Pricing & Platforms: The $15 Question
Epic Battle Simulator is permanently $14.99 on Steam, discounted to $7.49 every major sale. Console ports never materialized, and the 2021 spiritual sequel “Ultimate Epic Battle Simulator 2” (built in Unreal Engine) offers shinier visuals but demands $20 and a beefier rig. For budget-conscious gamers, the original remains the better value—especially on a Steam Deck, where Proton compatibility nets 3–4 hours of battery life at 60 fps on low settings. There’s no battle pass, no cosmetics shop, no season roadmap—just the up-front sticker price and an optional $3 DLC soundtrack swap. In 2024’s landscape of $70 live-service titles, that honesty feels almost retro.

Comparisons & Alternatives
If you want actual tactics with your spectacle, Totally Accurate Battle Simulator (TABS) adds unit counters, limited budgets, and puzzle-style campaign maps for the same $15. If you crave story, Mount & Blade II delivers 1,000-man battles with RPG progression but asks for 10x the hardware requirements and 3x the price. And if you just need to see 100,000 units, the newer Epic Battle Simulator 2 or Branerie’s “Ancient Warfare 3” push core counts higher, though both demand modern GPUs. Epic Battle Simulator occupies a weird middle ground: cheaper than TABS, dumber than Mount & Blade, but unrivaled at flinging 10,000 chickens down a staircase in real time.

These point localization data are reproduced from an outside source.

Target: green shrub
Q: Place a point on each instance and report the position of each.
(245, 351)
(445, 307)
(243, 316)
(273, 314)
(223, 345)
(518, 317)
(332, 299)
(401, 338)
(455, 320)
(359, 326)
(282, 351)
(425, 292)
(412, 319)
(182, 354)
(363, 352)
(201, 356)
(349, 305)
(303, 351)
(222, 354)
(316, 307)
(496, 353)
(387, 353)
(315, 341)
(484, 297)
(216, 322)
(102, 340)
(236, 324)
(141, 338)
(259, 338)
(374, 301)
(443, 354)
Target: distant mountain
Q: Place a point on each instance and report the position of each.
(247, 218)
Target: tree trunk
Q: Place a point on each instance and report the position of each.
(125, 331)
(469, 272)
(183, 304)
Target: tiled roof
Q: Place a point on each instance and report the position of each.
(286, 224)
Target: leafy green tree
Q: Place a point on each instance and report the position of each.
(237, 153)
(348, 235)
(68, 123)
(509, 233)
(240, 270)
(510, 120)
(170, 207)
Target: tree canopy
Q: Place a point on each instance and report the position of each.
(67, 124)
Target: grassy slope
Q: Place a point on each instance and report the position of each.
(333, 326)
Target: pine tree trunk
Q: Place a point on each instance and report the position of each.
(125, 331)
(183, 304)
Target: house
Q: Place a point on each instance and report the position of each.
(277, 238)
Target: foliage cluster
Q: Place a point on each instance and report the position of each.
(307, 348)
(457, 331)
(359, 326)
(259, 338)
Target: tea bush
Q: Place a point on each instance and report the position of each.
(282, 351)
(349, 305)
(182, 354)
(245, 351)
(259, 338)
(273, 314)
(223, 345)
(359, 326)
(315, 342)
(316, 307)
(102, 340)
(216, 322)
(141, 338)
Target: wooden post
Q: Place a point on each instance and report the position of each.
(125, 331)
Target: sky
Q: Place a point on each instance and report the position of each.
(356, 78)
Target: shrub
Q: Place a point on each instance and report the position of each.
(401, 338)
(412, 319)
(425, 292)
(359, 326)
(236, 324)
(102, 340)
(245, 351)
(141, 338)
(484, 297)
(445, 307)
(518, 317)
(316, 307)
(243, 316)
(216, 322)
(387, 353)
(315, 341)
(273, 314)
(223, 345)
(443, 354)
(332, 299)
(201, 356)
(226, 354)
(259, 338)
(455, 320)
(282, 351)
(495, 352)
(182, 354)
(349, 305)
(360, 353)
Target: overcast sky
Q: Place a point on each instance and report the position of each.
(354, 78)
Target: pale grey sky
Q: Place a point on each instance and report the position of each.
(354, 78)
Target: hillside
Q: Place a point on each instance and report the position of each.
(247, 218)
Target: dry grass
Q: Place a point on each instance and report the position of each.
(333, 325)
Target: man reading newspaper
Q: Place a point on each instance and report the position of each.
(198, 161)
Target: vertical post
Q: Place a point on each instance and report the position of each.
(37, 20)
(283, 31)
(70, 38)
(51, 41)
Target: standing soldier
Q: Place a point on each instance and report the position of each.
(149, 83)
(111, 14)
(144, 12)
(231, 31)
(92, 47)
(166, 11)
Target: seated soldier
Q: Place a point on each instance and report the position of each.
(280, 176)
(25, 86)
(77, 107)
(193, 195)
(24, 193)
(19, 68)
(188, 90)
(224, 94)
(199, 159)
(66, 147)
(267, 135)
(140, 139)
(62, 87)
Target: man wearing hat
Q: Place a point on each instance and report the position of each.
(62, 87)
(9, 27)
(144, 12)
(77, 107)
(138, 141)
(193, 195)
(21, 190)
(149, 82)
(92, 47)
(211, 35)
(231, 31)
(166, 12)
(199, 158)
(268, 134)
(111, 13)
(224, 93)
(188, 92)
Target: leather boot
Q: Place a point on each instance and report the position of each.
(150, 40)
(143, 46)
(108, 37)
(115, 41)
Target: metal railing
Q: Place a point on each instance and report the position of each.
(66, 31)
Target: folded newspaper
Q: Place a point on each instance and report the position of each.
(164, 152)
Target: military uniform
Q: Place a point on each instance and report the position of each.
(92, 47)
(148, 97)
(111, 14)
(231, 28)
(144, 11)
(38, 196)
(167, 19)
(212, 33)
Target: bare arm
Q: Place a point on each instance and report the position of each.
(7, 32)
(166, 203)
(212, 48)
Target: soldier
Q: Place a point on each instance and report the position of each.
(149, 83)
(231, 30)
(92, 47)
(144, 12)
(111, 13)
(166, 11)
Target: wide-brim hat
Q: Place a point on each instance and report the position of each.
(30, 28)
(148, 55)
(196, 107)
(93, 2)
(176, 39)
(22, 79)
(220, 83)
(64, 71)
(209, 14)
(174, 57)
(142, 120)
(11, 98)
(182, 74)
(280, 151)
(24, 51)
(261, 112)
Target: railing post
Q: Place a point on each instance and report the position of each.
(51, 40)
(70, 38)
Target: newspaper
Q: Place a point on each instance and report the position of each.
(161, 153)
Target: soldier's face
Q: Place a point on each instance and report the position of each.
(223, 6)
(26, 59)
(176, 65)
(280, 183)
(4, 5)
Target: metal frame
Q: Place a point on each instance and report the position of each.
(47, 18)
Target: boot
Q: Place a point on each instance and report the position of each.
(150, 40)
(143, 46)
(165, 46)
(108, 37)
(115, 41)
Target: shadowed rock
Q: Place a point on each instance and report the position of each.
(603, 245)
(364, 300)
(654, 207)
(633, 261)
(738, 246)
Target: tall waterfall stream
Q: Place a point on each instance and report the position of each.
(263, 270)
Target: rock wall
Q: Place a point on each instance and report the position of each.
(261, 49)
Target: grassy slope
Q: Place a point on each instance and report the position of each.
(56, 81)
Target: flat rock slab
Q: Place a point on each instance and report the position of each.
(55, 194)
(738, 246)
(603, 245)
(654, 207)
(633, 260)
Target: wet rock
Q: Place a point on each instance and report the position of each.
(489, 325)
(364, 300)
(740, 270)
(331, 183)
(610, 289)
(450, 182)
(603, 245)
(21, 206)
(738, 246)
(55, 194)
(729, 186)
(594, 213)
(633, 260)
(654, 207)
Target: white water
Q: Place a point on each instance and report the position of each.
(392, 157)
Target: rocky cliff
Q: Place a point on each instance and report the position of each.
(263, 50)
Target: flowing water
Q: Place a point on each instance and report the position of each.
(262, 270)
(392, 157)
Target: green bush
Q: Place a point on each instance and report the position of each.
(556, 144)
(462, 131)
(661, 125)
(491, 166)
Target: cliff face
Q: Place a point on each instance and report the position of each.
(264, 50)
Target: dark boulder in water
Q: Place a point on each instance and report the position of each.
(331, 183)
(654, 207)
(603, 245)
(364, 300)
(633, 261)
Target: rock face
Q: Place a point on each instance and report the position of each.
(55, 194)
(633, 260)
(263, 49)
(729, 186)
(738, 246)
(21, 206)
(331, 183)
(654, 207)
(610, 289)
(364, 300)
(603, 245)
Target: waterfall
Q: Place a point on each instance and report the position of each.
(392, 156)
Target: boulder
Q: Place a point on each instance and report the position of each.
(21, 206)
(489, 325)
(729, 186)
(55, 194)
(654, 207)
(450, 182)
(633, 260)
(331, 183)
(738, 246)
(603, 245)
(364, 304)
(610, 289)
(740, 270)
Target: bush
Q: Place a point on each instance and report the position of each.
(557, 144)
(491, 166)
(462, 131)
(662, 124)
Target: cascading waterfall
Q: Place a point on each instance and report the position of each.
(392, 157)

Verdict: Should You Buy It?
Epic Battle Simulator is the gaming equivalent of a bag of cheap fireworks: light the fuse, enjoy the boom, sweep up the cardboard, and forget about it until next July. The lack of depth, polish, or meaningful progression keeps it from scoring higher, but at $15 (or $7.50 on sale) it’s a low-risk ticket to dopamine-fueled slap-stick warfare. Content creators will squeeze hundreds of thumbnail-worthy clips, parents can occupy kids who just want to see dinosaurs fight pirates, and anyone who’s ever lost an afternoon to Wikipedia “vs.” threads will find catharsis in finally witnessing the hypothetical bloodbath. Just set your expectations to “interactive screensaver,” invite a friend for commentary, and keep the unit count below 5,000 unless you want your CPU to sound like a jet engine. For everyone else, wait for a deeper spiritual successor—or stick to YouTube, where someone else has already rendered your exact fever dream in glorious 4K.